I have very simple task. After migration and adding new field (repeated and composite property) to existing NDB Entity (~100K entities) I need to setup default value for it.
I tried that code first:
q = dm.E.query(ancestor=dm.E.root_key) for user in q.iter(batch_size=500): user.field1 = [dm.E2()] user.put()
But it fails with such errors:
2015-04-25 20:41:44.792 /**** 500 599830ms 0kb AppEngine-Google; (+http://code.google.com/appengine) module=default version=1-17-0 W 2015-04-25 20:32:46.675 suspended generator run_to_queue(query.py:938) raised Timeout(The datastore operation timed out, or the data was temporarily unavailable.) W 2015-04-25 20:32:46.676 suspended generator helper(context.py:876) raised Timeout(The datastore operation timed out, or the data was temporarily unavailable.) E 2015-04-25 20:41:44.475 Traceback (most recent call last): File "/base/data/home/runtimes/python27/python27_lib/versions/1/google/appengine/runtime/wsgi.py", line 267, in
The task runs on separate task queue so it have at least 10 mins to execute but seems it is not enough for it. Strange other thing: warnings from NDB. May be there is dead lock because of updates for same Entities from other instances (initiated by users) but not sure.
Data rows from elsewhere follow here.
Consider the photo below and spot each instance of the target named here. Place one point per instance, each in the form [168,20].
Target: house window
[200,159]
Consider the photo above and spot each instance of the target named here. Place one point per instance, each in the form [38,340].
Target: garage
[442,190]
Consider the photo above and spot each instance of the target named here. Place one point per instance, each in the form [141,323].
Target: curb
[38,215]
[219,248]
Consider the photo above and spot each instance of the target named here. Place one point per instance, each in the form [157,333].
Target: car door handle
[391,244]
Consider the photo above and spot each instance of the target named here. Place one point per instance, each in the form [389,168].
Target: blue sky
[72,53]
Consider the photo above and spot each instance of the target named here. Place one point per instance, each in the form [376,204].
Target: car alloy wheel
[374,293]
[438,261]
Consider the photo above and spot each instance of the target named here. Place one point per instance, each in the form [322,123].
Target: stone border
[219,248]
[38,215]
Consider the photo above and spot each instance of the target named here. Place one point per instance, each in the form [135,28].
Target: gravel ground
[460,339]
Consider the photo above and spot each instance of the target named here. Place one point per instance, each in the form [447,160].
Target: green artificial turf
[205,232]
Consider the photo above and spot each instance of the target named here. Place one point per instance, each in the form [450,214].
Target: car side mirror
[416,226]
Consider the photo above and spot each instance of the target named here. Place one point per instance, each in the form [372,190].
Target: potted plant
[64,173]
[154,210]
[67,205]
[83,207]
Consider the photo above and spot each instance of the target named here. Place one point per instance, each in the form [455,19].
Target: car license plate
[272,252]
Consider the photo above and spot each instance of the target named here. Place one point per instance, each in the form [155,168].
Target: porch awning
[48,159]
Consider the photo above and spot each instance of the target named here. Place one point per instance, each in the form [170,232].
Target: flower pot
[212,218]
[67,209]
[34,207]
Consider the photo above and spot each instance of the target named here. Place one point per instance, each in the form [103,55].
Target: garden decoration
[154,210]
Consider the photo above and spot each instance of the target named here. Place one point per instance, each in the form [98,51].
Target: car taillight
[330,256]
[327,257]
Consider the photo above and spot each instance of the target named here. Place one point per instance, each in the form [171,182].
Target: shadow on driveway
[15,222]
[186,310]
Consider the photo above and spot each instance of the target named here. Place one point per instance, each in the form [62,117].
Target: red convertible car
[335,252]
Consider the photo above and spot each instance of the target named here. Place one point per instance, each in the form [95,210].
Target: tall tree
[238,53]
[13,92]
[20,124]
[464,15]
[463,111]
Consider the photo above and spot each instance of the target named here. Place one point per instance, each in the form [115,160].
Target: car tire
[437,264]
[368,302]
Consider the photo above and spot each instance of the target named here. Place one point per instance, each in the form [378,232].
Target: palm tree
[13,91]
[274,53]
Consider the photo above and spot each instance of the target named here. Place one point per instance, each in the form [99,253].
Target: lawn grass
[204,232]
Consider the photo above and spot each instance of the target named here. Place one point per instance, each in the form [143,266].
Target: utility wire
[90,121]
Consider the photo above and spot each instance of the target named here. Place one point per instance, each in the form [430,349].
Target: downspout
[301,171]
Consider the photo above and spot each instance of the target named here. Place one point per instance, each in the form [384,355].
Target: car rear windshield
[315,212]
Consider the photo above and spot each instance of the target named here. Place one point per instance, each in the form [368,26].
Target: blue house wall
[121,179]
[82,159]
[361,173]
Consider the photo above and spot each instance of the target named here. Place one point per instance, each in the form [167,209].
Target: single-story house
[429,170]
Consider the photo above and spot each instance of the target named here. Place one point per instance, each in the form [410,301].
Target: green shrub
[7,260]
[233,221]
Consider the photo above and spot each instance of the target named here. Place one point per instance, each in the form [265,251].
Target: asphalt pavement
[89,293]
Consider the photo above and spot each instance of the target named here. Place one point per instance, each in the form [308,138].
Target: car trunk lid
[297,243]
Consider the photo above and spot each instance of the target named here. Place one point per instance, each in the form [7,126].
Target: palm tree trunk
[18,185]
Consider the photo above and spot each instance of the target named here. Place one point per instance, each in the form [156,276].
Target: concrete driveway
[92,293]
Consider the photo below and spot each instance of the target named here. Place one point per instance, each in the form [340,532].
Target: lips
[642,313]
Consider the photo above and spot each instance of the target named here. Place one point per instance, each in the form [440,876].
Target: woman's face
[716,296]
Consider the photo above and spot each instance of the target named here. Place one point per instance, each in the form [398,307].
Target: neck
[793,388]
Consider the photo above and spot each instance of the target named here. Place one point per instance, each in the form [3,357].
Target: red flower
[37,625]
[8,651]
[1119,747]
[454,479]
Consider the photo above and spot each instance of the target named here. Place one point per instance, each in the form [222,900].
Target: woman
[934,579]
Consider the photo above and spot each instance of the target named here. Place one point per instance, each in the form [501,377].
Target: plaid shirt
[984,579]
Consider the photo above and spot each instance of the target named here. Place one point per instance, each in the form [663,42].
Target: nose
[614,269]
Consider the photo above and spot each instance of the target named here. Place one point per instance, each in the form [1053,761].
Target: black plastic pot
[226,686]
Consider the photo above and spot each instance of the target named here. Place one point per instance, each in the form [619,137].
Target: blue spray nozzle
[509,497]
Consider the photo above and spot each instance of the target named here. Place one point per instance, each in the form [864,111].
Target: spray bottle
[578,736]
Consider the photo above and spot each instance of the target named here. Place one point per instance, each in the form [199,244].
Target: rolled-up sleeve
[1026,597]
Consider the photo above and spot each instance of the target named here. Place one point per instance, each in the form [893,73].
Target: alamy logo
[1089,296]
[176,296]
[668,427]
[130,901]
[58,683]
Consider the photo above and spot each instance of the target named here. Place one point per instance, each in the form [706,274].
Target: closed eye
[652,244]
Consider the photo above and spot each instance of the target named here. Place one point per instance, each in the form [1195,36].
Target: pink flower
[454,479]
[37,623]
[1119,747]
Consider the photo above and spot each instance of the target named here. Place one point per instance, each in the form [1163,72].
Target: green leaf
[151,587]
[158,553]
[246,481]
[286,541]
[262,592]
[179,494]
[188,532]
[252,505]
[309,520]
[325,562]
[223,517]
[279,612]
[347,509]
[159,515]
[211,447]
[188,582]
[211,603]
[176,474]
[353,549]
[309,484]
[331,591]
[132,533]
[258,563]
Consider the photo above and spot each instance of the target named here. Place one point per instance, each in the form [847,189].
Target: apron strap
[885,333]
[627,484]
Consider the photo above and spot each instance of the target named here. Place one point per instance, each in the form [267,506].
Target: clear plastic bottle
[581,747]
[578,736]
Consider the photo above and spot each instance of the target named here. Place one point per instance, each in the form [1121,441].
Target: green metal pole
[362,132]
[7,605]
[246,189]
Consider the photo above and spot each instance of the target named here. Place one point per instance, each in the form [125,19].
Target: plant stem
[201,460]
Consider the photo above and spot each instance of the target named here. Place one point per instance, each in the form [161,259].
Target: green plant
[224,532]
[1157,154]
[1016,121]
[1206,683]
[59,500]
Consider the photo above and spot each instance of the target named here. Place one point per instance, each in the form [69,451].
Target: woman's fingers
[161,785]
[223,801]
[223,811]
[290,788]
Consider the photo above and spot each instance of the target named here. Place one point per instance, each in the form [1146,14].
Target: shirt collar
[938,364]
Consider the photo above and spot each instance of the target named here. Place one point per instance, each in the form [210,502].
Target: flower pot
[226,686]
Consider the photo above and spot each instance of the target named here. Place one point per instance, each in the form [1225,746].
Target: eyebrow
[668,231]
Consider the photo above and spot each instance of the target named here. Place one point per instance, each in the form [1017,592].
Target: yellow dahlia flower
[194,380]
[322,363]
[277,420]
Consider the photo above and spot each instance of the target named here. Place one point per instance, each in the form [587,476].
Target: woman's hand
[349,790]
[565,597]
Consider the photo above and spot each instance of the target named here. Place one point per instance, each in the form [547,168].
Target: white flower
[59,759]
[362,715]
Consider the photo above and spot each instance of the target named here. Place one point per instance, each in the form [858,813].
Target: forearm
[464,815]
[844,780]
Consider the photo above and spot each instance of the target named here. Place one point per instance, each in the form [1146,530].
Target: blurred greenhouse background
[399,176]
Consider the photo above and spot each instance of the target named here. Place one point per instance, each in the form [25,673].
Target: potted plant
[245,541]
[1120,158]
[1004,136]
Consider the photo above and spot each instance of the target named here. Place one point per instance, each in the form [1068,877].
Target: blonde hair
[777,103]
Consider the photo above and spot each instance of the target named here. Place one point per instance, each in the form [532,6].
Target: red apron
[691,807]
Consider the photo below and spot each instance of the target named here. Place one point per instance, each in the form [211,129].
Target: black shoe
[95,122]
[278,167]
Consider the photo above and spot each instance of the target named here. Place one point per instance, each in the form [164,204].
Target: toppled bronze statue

Anyway I want to know best practices (and simplest) for such task. I know about MapReduce but currently it looks for me overcomplicated for such task.
Also I tried to use
put_multi by grabbing all entities in an array but GAE stops the instance as soon it exceeds ~600 MB of memory (with 500 MB limit). Seems it is not enough memory to store all entities (~100K).